Si le chantier de ce bâtiment à ossature bois a bien démarré en 2021, les vices de construction commencent vite à apparaître. « Dès janvier ou février 2022, j’ai émis des doutes sur certaines choses », se souvient Philippe Godard. Le moins que l’on puisse dire, c’est que le chef d’entreprise a eu le nez fin !

En mars 2022, les travaux s’arrêtent. Un expert indépendant constate des « désordres et malfaçons » et pointe notamment des réserves « sur la solidité de la charpente sous la contrainte des efforts demandés par le poids du complexe d’étanchéité ». En clair, la structure n’est pas capable de supporter la toiture végétalisée, encore moins si l’on y ajoute les contraintes météorologiques de la pluie, du vent et de la neige.

Du côté des murs, le constat n’est guère plus reluisant. « Le gros liteau devrait être dans le fond et le petit devrait être contre le bardage », s’agace Philippe Godard. Quant à l’isolant, il manque le pare-pluie indispensable pour empêcher l’eau de rentrer. À l’intérieur du bâtiment, les murs ne sont pas reliés à la charpente et une fissure lézarde la future salle de cérémonie.

350 000 euros à rembourser pour un funérarium inutilisable

Si Philippe Godard est si remonté, c’est que la facture est lourde. Aux coûts des rapports d’experts s’élevant à plusieurs milliers d’euros s’ajoute le crédit immobilier à solder (le projet total avoisine les 350 000 euros). Or, pour financer son emprunt, le gérant comptait sur ce service à la population. Au lieu de cela, il doit donc proposer aux familles des défunts de chambres funéraires situées 15 ou 20 km plus loin. La situation financière de l’entreprise de pompes funèbres est telle que les emplois des trois salariés sont menacés.

Des recours en justice qui traînent

Les rapports d’experts sous le bras, Philippe Godard engage, en février 2023, une procédure en référé contre le bâtisseur. Mais là encore, l’immobilisme demeure. L’expertise judiciaire annonce attendre les documents du constructeur et du dallagiste. Plus d’un an après, c’est le statut quo !

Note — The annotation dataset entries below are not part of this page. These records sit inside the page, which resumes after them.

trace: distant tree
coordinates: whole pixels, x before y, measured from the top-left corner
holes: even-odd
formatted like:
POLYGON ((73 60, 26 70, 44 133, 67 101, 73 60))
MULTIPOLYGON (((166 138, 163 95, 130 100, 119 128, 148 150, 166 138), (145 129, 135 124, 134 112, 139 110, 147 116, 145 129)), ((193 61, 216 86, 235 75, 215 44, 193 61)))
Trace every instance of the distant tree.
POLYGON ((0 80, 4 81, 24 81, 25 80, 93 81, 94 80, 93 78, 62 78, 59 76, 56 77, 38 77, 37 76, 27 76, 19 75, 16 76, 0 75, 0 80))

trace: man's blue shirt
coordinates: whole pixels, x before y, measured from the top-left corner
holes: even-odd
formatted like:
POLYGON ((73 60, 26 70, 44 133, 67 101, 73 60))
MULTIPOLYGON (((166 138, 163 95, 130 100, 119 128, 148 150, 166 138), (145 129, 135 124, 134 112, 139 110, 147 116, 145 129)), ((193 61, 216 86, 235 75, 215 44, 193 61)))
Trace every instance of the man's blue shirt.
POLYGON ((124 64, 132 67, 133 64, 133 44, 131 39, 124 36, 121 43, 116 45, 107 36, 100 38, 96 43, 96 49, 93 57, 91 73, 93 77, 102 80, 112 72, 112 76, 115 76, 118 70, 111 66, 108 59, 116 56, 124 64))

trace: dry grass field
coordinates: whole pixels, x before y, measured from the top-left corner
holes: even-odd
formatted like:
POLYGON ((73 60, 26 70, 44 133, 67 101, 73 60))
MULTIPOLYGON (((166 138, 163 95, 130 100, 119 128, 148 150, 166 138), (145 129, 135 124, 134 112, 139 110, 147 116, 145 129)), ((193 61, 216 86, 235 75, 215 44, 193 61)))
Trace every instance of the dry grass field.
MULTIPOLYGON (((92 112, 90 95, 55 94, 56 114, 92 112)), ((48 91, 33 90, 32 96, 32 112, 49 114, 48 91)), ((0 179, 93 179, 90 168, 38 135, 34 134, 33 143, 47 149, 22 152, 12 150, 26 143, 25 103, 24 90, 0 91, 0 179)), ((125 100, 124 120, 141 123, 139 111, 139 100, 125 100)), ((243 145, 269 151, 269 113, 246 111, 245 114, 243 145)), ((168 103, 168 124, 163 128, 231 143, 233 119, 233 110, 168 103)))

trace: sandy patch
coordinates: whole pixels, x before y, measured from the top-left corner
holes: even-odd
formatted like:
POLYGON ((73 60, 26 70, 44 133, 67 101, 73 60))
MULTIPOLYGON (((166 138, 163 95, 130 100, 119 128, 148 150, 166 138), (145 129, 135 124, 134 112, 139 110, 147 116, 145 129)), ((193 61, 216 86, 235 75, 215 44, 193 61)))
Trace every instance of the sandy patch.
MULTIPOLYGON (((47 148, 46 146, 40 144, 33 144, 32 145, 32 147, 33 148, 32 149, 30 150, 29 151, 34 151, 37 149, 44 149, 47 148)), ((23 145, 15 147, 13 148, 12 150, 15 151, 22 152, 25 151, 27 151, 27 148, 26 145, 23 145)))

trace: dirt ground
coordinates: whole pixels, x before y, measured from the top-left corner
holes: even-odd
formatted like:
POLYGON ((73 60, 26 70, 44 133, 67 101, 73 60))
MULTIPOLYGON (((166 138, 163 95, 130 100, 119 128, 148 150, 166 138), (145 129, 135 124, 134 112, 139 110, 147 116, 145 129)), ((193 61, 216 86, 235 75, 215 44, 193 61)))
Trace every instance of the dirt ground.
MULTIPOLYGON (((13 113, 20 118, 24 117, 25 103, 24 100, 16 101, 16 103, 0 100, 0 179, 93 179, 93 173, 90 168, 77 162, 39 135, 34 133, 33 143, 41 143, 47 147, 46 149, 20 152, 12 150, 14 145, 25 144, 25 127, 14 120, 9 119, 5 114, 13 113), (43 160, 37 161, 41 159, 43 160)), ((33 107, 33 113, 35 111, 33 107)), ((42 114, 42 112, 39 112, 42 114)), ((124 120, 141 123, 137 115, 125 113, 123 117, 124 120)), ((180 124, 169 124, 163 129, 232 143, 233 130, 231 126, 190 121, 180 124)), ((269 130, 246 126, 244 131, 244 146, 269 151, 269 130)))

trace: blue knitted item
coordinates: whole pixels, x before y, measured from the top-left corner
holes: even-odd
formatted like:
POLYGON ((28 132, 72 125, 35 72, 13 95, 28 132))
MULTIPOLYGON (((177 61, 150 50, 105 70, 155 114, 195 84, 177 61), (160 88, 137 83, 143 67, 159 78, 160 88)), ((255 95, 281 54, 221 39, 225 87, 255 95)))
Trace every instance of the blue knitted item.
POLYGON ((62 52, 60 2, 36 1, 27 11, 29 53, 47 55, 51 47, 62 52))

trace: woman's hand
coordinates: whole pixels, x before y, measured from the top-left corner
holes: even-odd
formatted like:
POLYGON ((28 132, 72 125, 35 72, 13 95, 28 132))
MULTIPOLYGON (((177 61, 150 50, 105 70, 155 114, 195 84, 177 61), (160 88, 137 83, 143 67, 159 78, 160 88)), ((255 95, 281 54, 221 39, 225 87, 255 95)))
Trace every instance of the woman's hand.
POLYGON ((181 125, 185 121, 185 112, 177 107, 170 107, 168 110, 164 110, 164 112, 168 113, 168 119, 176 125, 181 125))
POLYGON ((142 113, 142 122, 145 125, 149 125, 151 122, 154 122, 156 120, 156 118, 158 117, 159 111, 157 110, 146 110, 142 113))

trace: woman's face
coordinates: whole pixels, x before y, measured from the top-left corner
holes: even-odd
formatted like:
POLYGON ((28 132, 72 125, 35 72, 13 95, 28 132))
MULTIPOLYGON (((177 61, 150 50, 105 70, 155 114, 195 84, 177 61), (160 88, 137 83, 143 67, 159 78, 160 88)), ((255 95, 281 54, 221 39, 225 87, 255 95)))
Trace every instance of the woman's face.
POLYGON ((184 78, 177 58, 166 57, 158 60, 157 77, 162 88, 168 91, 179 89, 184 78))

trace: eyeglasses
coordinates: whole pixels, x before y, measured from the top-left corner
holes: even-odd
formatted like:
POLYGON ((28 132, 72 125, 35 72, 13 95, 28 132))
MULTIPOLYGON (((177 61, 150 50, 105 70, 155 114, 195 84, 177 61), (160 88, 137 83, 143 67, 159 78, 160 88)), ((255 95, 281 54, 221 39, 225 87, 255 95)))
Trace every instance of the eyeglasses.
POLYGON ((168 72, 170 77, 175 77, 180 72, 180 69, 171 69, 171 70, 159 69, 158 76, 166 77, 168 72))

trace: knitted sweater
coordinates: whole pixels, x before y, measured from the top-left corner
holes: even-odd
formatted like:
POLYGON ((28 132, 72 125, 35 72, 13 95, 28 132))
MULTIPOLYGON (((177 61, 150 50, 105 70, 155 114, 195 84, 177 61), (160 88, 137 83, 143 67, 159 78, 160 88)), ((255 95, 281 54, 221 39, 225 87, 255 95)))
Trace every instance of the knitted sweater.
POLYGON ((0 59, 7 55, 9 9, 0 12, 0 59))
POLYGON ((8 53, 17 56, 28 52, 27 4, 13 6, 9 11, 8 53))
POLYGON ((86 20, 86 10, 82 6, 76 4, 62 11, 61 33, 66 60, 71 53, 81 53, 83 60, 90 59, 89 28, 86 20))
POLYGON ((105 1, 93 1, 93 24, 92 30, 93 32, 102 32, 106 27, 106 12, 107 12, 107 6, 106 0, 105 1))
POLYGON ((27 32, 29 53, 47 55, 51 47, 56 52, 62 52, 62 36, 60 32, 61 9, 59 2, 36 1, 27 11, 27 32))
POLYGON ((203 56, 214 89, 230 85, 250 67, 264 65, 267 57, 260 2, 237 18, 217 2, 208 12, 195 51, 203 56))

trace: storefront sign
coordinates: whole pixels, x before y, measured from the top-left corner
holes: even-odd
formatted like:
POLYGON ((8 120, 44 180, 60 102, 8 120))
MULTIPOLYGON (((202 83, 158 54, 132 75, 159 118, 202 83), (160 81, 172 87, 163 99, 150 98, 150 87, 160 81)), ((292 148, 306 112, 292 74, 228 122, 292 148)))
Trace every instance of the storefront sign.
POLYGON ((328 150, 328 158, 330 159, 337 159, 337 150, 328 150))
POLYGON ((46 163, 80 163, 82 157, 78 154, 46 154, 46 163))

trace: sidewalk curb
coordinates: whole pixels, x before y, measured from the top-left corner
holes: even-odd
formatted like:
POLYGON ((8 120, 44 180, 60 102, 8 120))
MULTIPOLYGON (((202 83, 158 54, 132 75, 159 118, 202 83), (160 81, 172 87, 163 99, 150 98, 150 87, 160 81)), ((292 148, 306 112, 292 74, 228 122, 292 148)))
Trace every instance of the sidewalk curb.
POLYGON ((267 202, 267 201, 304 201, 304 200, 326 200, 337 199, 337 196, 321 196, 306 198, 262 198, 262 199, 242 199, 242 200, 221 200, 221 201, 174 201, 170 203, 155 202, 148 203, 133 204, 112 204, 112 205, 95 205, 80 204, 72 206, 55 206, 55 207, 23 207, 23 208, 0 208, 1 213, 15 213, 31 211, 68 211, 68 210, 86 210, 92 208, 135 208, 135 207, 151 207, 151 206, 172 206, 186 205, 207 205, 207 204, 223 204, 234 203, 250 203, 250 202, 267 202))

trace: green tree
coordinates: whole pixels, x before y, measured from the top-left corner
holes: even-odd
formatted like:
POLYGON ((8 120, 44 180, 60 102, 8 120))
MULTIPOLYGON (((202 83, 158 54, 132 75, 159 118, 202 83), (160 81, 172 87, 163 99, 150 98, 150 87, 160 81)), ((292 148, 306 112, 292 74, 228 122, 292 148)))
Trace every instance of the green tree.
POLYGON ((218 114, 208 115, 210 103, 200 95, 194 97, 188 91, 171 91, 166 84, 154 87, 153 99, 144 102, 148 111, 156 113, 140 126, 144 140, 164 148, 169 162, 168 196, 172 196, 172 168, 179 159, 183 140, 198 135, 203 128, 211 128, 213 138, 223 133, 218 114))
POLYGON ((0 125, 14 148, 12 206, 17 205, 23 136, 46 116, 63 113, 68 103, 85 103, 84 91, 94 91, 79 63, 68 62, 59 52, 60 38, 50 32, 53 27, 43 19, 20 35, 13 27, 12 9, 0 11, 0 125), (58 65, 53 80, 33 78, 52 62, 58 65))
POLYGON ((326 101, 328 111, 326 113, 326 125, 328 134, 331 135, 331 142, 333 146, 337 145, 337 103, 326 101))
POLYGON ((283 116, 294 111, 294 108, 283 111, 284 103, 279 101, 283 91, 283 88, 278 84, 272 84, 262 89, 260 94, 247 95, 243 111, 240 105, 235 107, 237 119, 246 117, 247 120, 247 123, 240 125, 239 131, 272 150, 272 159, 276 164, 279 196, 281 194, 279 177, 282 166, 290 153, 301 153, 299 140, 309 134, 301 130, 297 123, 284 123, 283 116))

Le gérant des pompes funèbres a sollicité la presse pour tenter de faire avancer les choses. Désormais à court de solutions, il envisage d’entamer une grève de la faim.

Est-il possible d’éviter une telle mésaventure ?

La réponse est simple : non. Il est clairement impossible d’éviter ce type de tracas. Néanmoins, voici quelques pistes pour limiter les risques d’une situation qui s’enlise :

  • prendre des garanties supplémentaires telles que la garantie de parfait achèvement. Il convient d’émettre des réserves lors de la réception des travaux en cas de doutes ;
  • protéger légalement l’ouvrage : il est conseillé de souscrire une assurance dommage ouvrage qui permet de financer rapidement d’éventuelles réparations en cas de malfaçons ;
  • un contrôle spécifique des points sensibles: il est possible, dans le cas de chantiers importants, de réaliser des réceptions partielles à chaque étape (fondations, charpente, murs, bardage) ;
  • la négociation avec le constructeur: une négociation à l’amiable est toujours préférable afin de rectifier les erreurs de construction. Le recours juridique n’intervient qu’en dernier lieu.